Born in 1925 in Nashville, Tennessee to a scientist father who answered her questions and a nature-loving mother who took her on long walks and pointed out the birds, the plants, and the stars, she was inspired to pursue the sciences. Roman, the first chief of astronomy at NASA, died on Dec. 26, a stargazer turned trailblazer who was known as “the Mother of the Hubble” for her work on the optical space telescope.

Roman wasn’t just unique because she was the rare woman in her profession, she was also a pioneer in the budding space business. When she was young, NASA didn’t even exist. The US space agency was formed in 1958. A few months later, Roman was asked to be chief of astronomy and head a new department. In 1959, she became the first woman in a leadership position there. Her mission: to plan a program of satellites and rockets in consultation with the US astronomical community and administer grants that supported the astronomy program.

In a February NASA video, Roman said gender was never an issue with her male colleagues. ”I was accepted very readily as a scientist in my job,” she recalled.

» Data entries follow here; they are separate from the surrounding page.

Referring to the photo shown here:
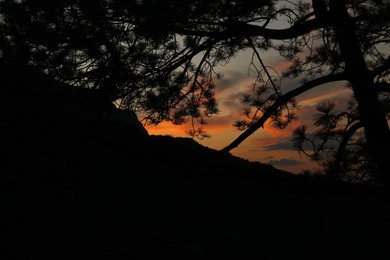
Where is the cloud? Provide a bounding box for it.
[263,138,294,151]
[266,159,302,166]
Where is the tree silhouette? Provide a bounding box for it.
[0,0,390,186]
[171,0,390,182]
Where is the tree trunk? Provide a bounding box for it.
[330,0,390,185]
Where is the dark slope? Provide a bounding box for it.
[0,63,390,259]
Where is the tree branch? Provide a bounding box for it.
[220,73,345,153]
[175,19,324,40]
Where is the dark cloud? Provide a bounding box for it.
[263,138,294,151]
[266,159,302,166]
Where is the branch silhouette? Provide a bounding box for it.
[220,73,345,153]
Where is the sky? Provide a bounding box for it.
[142,47,352,174]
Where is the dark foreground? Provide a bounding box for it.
[1,129,390,259]
[0,64,390,260]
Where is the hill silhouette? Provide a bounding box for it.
[0,62,390,259]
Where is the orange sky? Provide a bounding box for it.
[146,50,351,173]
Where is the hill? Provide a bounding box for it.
[0,63,390,259]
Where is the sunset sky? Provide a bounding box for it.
[146,48,352,173]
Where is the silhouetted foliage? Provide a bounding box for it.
[0,0,390,183]
[0,0,389,260]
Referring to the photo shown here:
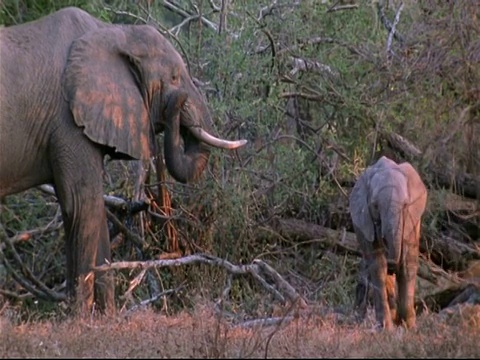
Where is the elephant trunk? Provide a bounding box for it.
[164,93,210,183]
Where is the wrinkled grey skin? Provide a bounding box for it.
[350,156,427,329]
[0,8,245,313]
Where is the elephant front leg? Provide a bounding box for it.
[397,239,419,328]
[369,248,393,330]
[59,186,114,314]
[52,138,115,314]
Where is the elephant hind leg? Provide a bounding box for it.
[369,247,393,330]
[397,244,419,328]
[353,258,369,322]
[385,274,398,324]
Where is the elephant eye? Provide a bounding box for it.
[172,73,180,84]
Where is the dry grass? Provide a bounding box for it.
[0,305,480,358]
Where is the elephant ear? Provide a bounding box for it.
[63,27,152,159]
[398,162,427,236]
[349,167,375,241]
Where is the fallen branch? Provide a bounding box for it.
[93,254,306,307]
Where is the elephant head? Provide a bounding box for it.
[350,156,427,327]
[0,7,246,313]
[63,25,246,183]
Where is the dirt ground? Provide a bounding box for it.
[0,305,480,358]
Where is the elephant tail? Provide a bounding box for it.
[387,208,405,275]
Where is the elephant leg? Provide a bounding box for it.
[397,239,419,328]
[51,134,115,314]
[354,257,369,322]
[385,274,397,324]
[369,247,393,330]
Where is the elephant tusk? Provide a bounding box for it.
[189,126,248,150]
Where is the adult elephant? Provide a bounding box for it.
[350,156,427,329]
[0,7,246,313]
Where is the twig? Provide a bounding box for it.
[93,254,306,306]
[377,1,404,44]
[387,2,403,59]
[234,316,295,329]
[163,0,218,33]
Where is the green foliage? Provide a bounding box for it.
[0,0,480,318]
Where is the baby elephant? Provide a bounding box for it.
[350,156,427,329]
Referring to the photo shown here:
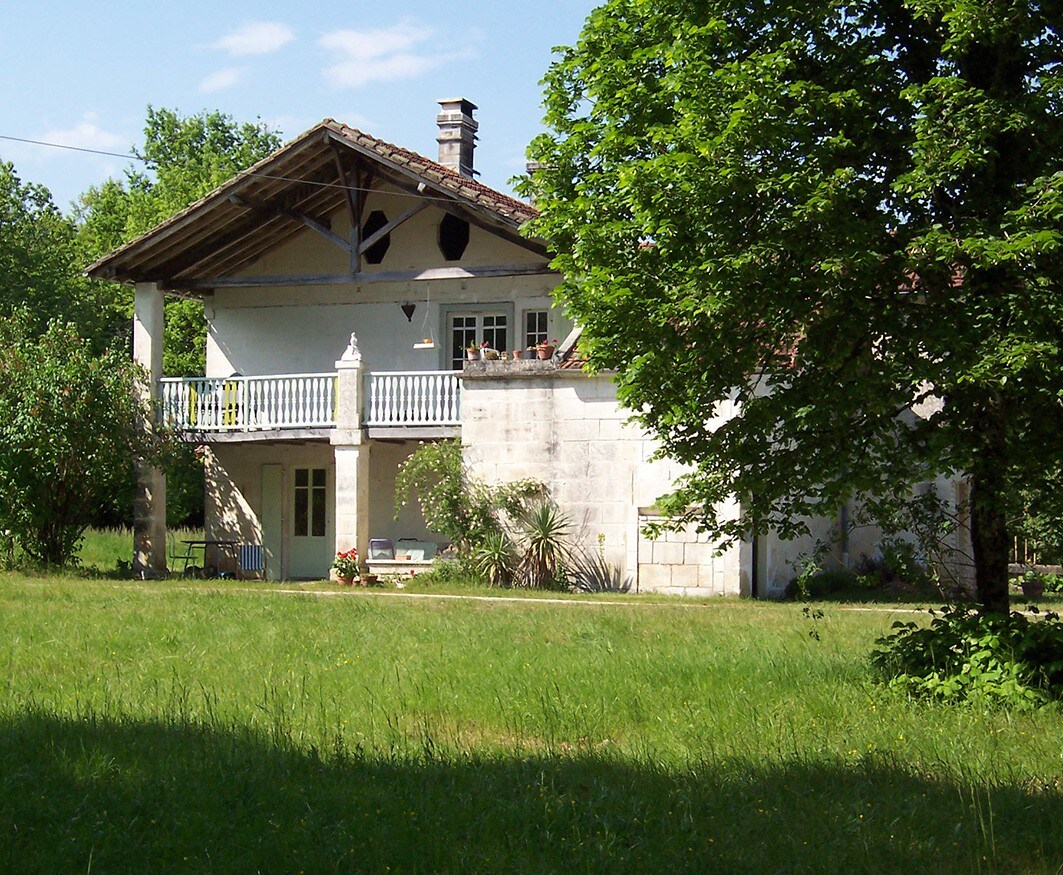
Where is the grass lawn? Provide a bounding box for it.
[0,573,1063,873]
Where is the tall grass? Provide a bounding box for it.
[0,575,1063,872]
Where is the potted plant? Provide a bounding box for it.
[1019,570,1045,599]
[333,546,358,587]
[535,338,557,361]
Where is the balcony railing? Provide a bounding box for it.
[365,371,461,427]
[159,373,336,432]
[159,371,461,432]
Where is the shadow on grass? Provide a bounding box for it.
[0,714,1063,872]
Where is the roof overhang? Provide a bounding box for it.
[86,119,549,293]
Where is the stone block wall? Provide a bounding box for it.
[461,361,741,594]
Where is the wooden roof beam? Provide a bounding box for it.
[169,262,555,291]
[229,195,351,252]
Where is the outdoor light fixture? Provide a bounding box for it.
[410,283,436,350]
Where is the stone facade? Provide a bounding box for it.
[461,361,749,595]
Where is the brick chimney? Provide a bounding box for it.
[436,97,479,180]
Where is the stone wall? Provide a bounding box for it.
[461,361,748,594]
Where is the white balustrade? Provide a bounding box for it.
[158,371,461,432]
[366,371,461,427]
[158,373,336,432]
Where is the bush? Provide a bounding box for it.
[566,543,631,592]
[871,608,1063,708]
[395,440,544,555]
[784,571,862,602]
[0,314,171,565]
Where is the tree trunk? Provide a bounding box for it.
[971,410,1011,613]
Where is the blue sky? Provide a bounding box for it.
[0,0,597,209]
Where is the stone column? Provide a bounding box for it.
[133,283,166,577]
[331,334,370,560]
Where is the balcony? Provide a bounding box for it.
[159,371,461,440]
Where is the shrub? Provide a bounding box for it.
[786,571,862,601]
[395,440,544,555]
[871,608,1063,708]
[472,532,517,587]
[566,544,631,592]
[517,500,569,588]
[0,313,172,565]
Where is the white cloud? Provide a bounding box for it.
[210,21,296,55]
[40,113,129,152]
[318,18,448,88]
[200,67,243,94]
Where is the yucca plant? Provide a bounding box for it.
[518,501,569,588]
[472,531,518,587]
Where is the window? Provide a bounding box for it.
[292,468,327,538]
[448,313,509,371]
[524,309,550,349]
[439,213,469,262]
[361,209,391,265]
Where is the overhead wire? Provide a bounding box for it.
[0,134,514,202]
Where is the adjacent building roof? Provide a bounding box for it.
[87,119,546,288]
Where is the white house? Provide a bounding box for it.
[89,99,973,594]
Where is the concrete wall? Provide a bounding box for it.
[205,441,444,577]
[461,364,748,595]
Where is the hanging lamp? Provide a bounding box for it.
[414,281,436,350]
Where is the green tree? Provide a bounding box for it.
[75,106,281,376]
[0,312,167,565]
[526,0,1063,611]
[0,162,121,351]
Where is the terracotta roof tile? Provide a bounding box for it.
[322,119,539,224]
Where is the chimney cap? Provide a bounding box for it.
[436,97,479,115]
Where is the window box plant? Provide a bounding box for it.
[333,546,358,587]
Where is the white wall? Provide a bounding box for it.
[204,192,571,376]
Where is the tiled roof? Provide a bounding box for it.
[86,119,545,287]
[322,119,539,224]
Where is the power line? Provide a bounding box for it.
[0,134,144,161]
[0,134,510,202]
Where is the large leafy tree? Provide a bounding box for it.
[527,0,1063,610]
[75,106,281,376]
[0,310,168,565]
[0,162,121,350]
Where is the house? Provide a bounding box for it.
[89,99,973,594]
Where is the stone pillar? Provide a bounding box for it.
[331,334,370,560]
[133,283,166,577]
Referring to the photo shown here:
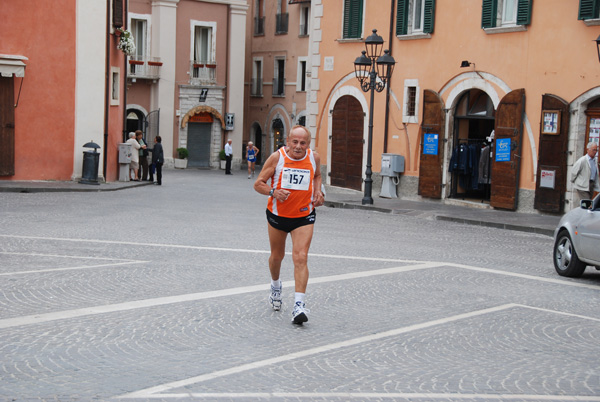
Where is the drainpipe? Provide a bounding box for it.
[102,1,111,182]
[383,0,395,154]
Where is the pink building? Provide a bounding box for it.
[0,0,126,181]
[308,0,600,213]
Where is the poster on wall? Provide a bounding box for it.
[496,138,510,162]
[540,170,556,189]
[423,133,438,155]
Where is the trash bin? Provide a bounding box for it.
[119,143,131,181]
[379,154,404,198]
[79,141,100,184]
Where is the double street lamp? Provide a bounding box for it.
[354,29,396,205]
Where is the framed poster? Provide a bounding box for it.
[542,110,560,135]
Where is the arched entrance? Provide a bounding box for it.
[330,95,364,190]
[448,88,496,202]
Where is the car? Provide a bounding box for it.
[554,194,600,278]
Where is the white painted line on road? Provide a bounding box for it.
[119,303,516,398]
[0,261,150,276]
[0,263,440,329]
[144,392,600,402]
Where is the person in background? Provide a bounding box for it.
[225,138,233,174]
[246,141,260,178]
[571,142,600,208]
[152,135,165,186]
[135,130,148,181]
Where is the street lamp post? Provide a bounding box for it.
[354,29,396,205]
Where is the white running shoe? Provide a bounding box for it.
[292,302,310,325]
[269,285,281,311]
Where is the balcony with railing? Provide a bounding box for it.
[275,13,290,35]
[254,17,265,36]
[273,78,285,96]
[190,60,217,85]
[127,55,162,80]
[250,78,262,97]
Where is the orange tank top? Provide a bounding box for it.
[267,147,316,218]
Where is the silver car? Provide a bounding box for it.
[554,194,600,278]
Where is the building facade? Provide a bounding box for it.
[127,0,248,168]
[0,0,126,180]
[244,0,312,164]
[307,0,600,213]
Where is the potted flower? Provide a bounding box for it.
[116,28,135,56]
[175,148,189,169]
[219,149,226,170]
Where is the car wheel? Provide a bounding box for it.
[554,230,586,278]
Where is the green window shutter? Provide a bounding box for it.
[343,0,363,38]
[423,0,435,33]
[517,0,531,25]
[577,0,599,20]
[481,0,498,28]
[396,0,408,35]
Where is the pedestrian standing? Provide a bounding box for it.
[152,135,165,186]
[225,138,233,174]
[571,142,600,207]
[254,126,325,324]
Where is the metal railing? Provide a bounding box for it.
[190,60,217,85]
[127,55,162,80]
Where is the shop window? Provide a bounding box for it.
[342,0,364,39]
[481,0,532,33]
[396,0,435,39]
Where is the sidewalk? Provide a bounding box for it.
[325,186,561,236]
[0,172,561,236]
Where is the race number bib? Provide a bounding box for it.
[281,168,310,191]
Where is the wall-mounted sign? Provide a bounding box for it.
[496,138,510,162]
[225,113,235,131]
[540,170,556,189]
[200,88,208,102]
[423,133,438,155]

Getting there wasn’t easy, however. At school, Roman had to request permission to take the classes she was passionate about, and her guidance counselor didn’t approve. ”She looked down her nose at me and sneered, ‘What lady would take mathematics instead of Latin?’ That was the sort of reception that I got most of the way,” Roman remembered.

Nonetheless, she persisted, graduating from Swarthmore College with a degree in astronomy in 1946, the same year astronomer Lyman Spitzer wrote a paper called “Astronomical advantages of an extraterrestrial observatory.” That idea he proposed was the seed that would blossom into the Hubble Space Telescope more than four decades later. Roman was instrumental in making it happen.

Roman’s passion for space was infectious. “It was Nancy in the old days before the internet and before Google and email and all that stuff who really helped to sell the Hubble Space Telescope, organize the astronomers, who eventually convinced Congress to fund it, “ Edward Weiler, her successor as chief scientist for the Hubble, told the Voice of America in 2011.

In addition to her work at NASA, Roman was also an activist, advocating for young people, and girls in particular, to take up science and engineering. She called the work “fun” because it offers an opportunity to solve puzzles. ”It is also a continuous process of learning new things, whether you discover them or study the work of others,” she told NASA in an interview after her retirement. “My career was quite unusual, so my main advice to someone interested in a career similar to my own is to remain open to change and new opportunities.”